The Australian Christian Commonwealth was a weekly newspaper published by Hussey & Gillingham in South Australia from 1901 to 1940.

== History ==
The Australian Christian Commonwealth was first published on 4 January 1901. Although "new", the masthead of the first edition included the subtitle "with which are incorporated The Christian Weekly & Methodist Journal, The Primitive Methodist Magazine, The Bible Christian Monthly" and that it was "The Organ of the Methodist Church in South Australia, and the Champion of Evangelical Christianity." The Methodist Church of Australasia had been formed by combining several Methodist denominations in Australia. The three incorporated titles belonged to the three South Australian branches of merging denominations :– Wesleyan Methodist Church, Primitive Methodist Church and Bible Christian Church.

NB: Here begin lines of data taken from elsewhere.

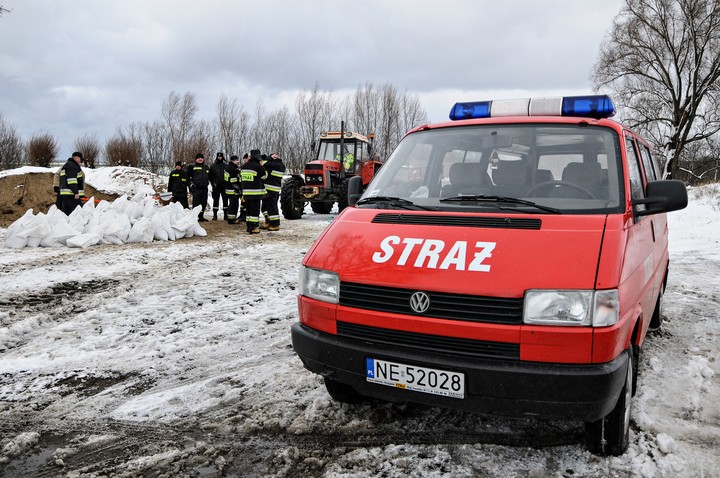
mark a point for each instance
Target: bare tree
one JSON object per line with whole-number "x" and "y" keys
{"x": 11, "y": 145}
{"x": 179, "y": 115}
{"x": 662, "y": 61}
{"x": 42, "y": 149}
{"x": 156, "y": 148}
{"x": 316, "y": 112}
{"x": 89, "y": 146}
{"x": 233, "y": 124}
{"x": 199, "y": 139}
{"x": 122, "y": 150}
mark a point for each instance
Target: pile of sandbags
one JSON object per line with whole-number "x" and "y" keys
{"x": 139, "y": 219}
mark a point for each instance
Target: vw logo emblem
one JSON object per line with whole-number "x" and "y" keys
{"x": 419, "y": 302}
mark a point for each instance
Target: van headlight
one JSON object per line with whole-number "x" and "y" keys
{"x": 319, "y": 284}
{"x": 571, "y": 307}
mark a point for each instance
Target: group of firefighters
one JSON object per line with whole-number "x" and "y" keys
{"x": 246, "y": 189}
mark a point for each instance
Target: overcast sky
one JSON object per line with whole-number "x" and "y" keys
{"x": 78, "y": 67}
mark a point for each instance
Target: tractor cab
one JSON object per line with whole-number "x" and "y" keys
{"x": 338, "y": 156}
{"x": 347, "y": 151}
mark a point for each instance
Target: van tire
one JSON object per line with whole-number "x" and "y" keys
{"x": 611, "y": 434}
{"x": 342, "y": 392}
{"x": 657, "y": 319}
{"x": 321, "y": 207}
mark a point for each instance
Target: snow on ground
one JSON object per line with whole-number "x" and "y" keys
{"x": 174, "y": 359}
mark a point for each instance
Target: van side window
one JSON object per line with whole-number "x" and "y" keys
{"x": 651, "y": 167}
{"x": 637, "y": 188}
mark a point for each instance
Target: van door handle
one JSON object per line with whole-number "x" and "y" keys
{"x": 652, "y": 228}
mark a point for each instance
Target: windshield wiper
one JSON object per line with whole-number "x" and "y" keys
{"x": 484, "y": 198}
{"x": 391, "y": 201}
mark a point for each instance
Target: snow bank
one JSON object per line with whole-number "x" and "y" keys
{"x": 139, "y": 219}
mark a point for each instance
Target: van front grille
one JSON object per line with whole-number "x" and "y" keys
{"x": 470, "y": 308}
{"x": 435, "y": 343}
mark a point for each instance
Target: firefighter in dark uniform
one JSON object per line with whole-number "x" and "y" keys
{"x": 233, "y": 189}
{"x": 72, "y": 184}
{"x": 217, "y": 181}
{"x": 178, "y": 185}
{"x": 253, "y": 175}
{"x": 275, "y": 170}
{"x": 199, "y": 179}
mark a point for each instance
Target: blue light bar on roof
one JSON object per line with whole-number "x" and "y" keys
{"x": 590, "y": 106}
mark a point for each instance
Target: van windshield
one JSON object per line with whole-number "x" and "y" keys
{"x": 564, "y": 168}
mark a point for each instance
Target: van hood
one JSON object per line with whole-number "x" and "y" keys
{"x": 493, "y": 254}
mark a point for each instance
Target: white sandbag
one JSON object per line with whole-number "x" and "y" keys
{"x": 23, "y": 222}
{"x": 14, "y": 241}
{"x": 83, "y": 240}
{"x": 14, "y": 238}
{"x": 142, "y": 231}
{"x": 199, "y": 231}
{"x": 143, "y": 191}
{"x": 161, "y": 233}
{"x": 36, "y": 233}
{"x": 120, "y": 204}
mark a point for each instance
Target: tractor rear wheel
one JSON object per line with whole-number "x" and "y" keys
{"x": 292, "y": 202}
{"x": 342, "y": 198}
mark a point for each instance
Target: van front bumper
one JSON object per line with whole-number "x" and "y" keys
{"x": 586, "y": 392}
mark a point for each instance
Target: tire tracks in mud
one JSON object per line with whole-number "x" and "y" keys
{"x": 63, "y": 446}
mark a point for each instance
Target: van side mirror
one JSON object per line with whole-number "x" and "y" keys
{"x": 355, "y": 190}
{"x": 663, "y": 196}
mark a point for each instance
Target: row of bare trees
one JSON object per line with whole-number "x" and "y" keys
{"x": 661, "y": 62}
{"x": 179, "y": 133}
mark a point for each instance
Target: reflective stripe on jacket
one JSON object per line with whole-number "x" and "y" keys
{"x": 72, "y": 179}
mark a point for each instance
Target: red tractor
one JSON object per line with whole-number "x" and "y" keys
{"x": 339, "y": 156}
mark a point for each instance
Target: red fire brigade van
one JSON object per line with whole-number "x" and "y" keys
{"x": 509, "y": 261}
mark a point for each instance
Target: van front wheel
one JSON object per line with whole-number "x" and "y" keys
{"x": 656, "y": 319}
{"x": 611, "y": 434}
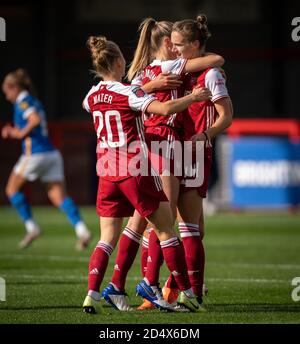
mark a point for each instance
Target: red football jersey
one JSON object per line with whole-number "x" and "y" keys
{"x": 201, "y": 115}
{"x": 116, "y": 110}
{"x": 151, "y": 72}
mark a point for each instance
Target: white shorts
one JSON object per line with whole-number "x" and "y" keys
{"x": 47, "y": 166}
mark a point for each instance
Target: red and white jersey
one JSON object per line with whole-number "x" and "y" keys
{"x": 201, "y": 115}
{"x": 150, "y": 73}
{"x": 116, "y": 110}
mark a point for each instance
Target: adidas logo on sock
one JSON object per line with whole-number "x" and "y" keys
{"x": 95, "y": 271}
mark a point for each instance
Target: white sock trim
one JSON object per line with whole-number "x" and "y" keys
{"x": 81, "y": 229}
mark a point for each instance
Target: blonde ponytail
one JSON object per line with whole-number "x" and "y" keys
{"x": 103, "y": 53}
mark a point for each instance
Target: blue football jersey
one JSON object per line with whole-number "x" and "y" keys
{"x": 37, "y": 141}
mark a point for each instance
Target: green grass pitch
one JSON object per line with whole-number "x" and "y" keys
{"x": 251, "y": 261}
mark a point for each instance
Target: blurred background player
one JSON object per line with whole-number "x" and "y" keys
{"x": 155, "y": 41}
{"x": 201, "y": 122}
{"x": 116, "y": 110}
{"x": 39, "y": 159}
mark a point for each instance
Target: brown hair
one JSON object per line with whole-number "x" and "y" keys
{"x": 21, "y": 78}
{"x": 151, "y": 35}
{"x": 193, "y": 30}
{"x": 103, "y": 53}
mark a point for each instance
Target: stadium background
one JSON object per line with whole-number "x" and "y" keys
{"x": 251, "y": 258}
{"x": 48, "y": 38}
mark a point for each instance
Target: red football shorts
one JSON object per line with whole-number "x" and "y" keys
{"x": 202, "y": 189}
{"x": 121, "y": 198}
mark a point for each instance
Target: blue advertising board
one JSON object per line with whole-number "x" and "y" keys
{"x": 264, "y": 172}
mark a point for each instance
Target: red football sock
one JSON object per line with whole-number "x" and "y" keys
{"x": 194, "y": 255}
{"x": 127, "y": 251}
{"x": 98, "y": 265}
{"x": 144, "y": 256}
{"x": 155, "y": 259}
{"x": 174, "y": 257}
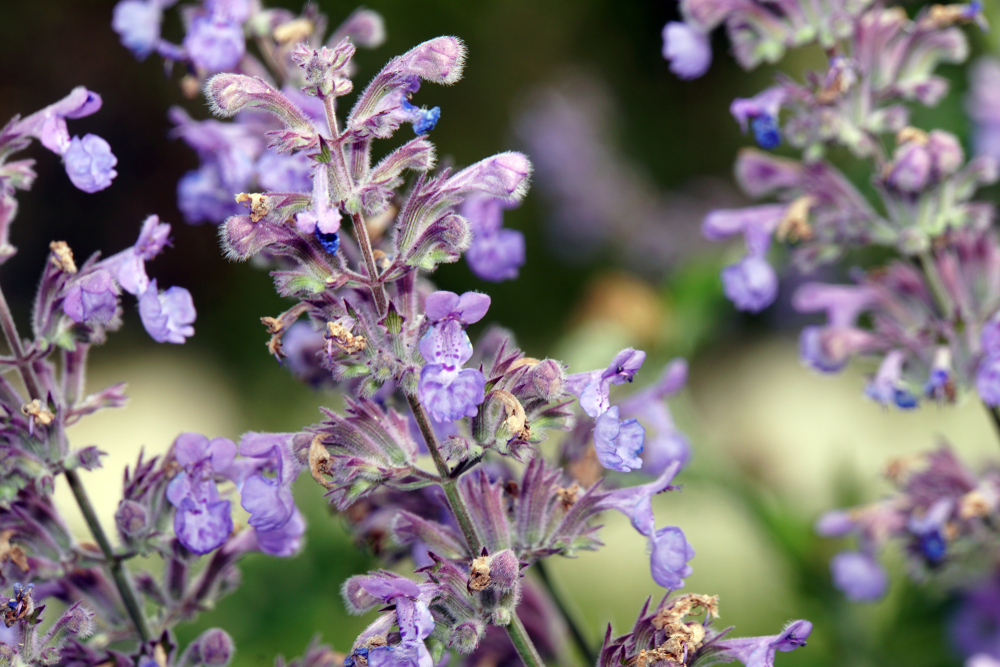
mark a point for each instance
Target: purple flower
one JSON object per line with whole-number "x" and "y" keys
{"x": 687, "y": 49}
{"x": 203, "y": 521}
{"x": 269, "y": 499}
{"x": 618, "y": 443}
{"x": 759, "y": 651}
{"x": 988, "y": 381}
{"x": 90, "y": 163}
{"x": 137, "y": 23}
{"x": 201, "y": 196}
{"x": 129, "y": 266}
{"x": 594, "y": 388}
{"x": 284, "y": 173}
{"x": 887, "y": 385}
{"x": 858, "y": 576}
{"x": 92, "y": 299}
{"x": 751, "y": 284}
{"x": 496, "y": 254}
{"x": 214, "y": 44}
{"x": 284, "y": 541}
{"x": 446, "y": 390}
{"x": 670, "y": 556}
{"x": 49, "y": 124}
{"x": 322, "y": 217}
{"x": 635, "y": 502}
{"x": 167, "y": 315}
{"x": 667, "y": 444}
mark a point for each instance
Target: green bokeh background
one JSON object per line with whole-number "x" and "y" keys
{"x": 673, "y": 130}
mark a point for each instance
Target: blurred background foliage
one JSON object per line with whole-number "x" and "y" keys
{"x": 773, "y": 444}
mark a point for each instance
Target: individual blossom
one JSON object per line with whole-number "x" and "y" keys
{"x": 496, "y": 254}
{"x": 137, "y": 23}
{"x": 448, "y": 391}
{"x": 214, "y": 43}
{"x": 203, "y": 520}
{"x": 90, "y": 163}
{"x": 168, "y": 315}
{"x": 687, "y": 48}
{"x": 669, "y": 558}
{"x": 92, "y": 299}
{"x": 859, "y": 576}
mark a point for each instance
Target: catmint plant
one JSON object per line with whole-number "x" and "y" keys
{"x": 438, "y": 448}
{"x": 364, "y": 318}
{"x": 930, "y": 308}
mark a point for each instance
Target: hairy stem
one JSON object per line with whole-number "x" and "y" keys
{"x": 522, "y": 643}
{"x": 129, "y": 598}
{"x": 574, "y": 628}
{"x": 515, "y": 630}
{"x": 448, "y": 483}
{"x": 17, "y": 349}
{"x": 378, "y": 289}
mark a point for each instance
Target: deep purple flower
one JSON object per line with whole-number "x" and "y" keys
{"x": 167, "y": 315}
{"x": 859, "y": 576}
{"x": 92, "y": 299}
{"x": 496, "y": 254}
{"x": 687, "y": 49}
{"x": 975, "y": 626}
{"x": 618, "y": 443}
{"x": 670, "y": 556}
{"x": 214, "y": 44}
{"x": 90, "y": 163}
{"x": 284, "y": 541}
{"x": 751, "y": 284}
{"x": 759, "y": 651}
{"x": 137, "y": 23}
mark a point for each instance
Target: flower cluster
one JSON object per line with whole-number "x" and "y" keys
{"x": 930, "y": 309}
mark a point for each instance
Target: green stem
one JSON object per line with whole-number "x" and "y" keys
{"x": 378, "y": 289}
{"x": 515, "y": 630}
{"x": 574, "y": 628}
{"x": 448, "y": 483}
{"x": 129, "y": 598}
{"x": 522, "y": 643}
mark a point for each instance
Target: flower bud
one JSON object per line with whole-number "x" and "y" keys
{"x": 131, "y": 518}
{"x": 465, "y": 636}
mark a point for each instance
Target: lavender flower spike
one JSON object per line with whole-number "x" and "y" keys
{"x": 167, "y": 315}
{"x": 687, "y": 49}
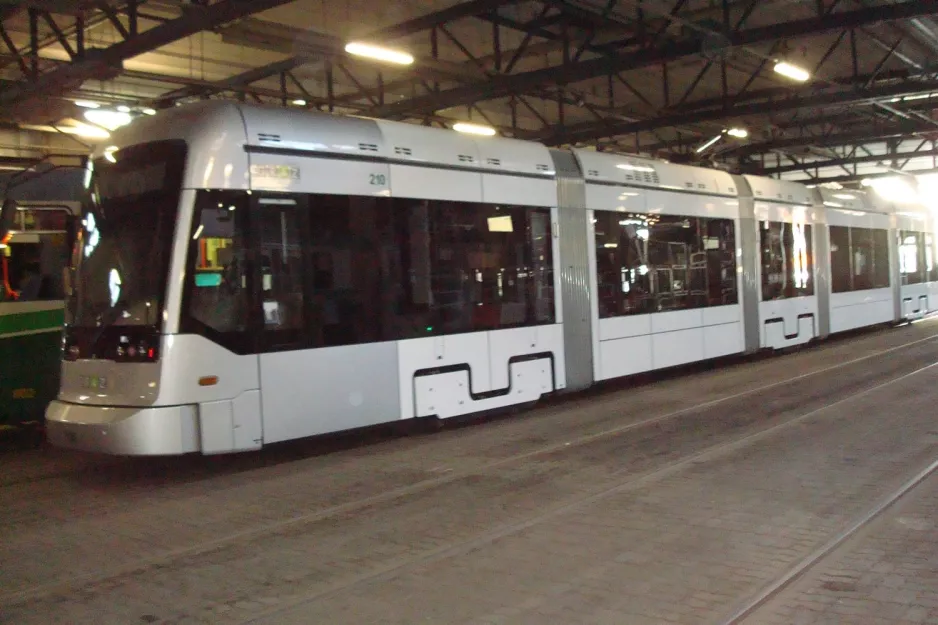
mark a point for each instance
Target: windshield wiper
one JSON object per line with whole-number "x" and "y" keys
{"x": 105, "y": 324}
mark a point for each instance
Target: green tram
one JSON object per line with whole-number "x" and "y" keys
{"x": 35, "y": 245}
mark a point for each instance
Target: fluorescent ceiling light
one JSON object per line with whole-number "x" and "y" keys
{"x": 474, "y": 129}
{"x": 79, "y": 130}
{"x": 378, "y": 53}
{"x": 108, "y": 119}
{"x": 709, "y": 143}
{"x": 791, "y": 71}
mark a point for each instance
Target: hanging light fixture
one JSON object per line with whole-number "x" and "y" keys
{"x": 378, "y": 53}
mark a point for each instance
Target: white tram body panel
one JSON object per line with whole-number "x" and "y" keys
{"x": 629, "y": 292}
{"x": 629, "y": 343}
{"x": 285, "y": 394}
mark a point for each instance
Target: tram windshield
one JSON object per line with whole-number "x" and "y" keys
{"x": 126, "y": 238}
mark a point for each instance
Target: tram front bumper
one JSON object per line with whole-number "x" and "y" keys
{"x": 165, "y": 431}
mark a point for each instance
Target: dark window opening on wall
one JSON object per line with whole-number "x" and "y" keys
{"x": 787, "y": 260}
{"x": 657, "y": 263}
{"x": 859, "y": 259}
{"x": 331, "y": 270}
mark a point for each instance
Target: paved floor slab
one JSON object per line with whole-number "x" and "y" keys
{"x": 663, "y": 503}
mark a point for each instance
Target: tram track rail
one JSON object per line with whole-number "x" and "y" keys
{"x": 632, "y": 481}
{"x": 752, "y": 605}
{"x": 560, "y": 402}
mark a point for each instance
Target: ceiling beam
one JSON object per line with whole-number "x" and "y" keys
{"x": 865, "y": 135}
{"x": 324, "y": 45}
{"x": 16, "y": 99}
{"x": 857, "y": 177}
{"x": 505, "y": 85}
{"x": 837, "y": 162}
{"x": 592, "y": 131}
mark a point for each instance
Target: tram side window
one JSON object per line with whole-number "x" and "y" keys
{"x": 931, "y": 267}
{"x": 787, "y": 260}
{"x": 859, "y": 259}
{"x": 218, "y": 296}
{"x": 655, "y": 263}
{"x": 490, "y": 266}
{"x": 841, "y": 280}
{"x": 281, "y": 264}
{"x": 390, "y": 269}
{"x": 913, "y": 266}
{"x": 34, "y": 269}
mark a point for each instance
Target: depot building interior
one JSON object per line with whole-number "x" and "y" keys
{"x": 241, "y": 327}
{"x": 820, "y": 91}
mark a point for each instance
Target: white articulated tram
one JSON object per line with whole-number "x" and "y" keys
{"x": 247, "y": 275}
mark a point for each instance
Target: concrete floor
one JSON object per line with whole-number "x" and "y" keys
{"x": 672, "y": 502}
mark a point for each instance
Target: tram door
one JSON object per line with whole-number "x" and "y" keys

The newspaper began as "Vol. XIII, No. 660, [New Series]" maintaining the publication order, alongside content and design continuity, of its previous iteration, the Christian Weekly and Methodist Journal. It continued publication until mid-1940, and was superseded by the South Australian Methodist (1940-1970).

Rev. Brian Wibberley Mus. Bac. was editor from 1901 to 1911.

== Preservation ==
The newspaper has been digitised and made available for free online by the National Library of Australia through the Australian Newspapers Digitisation Project.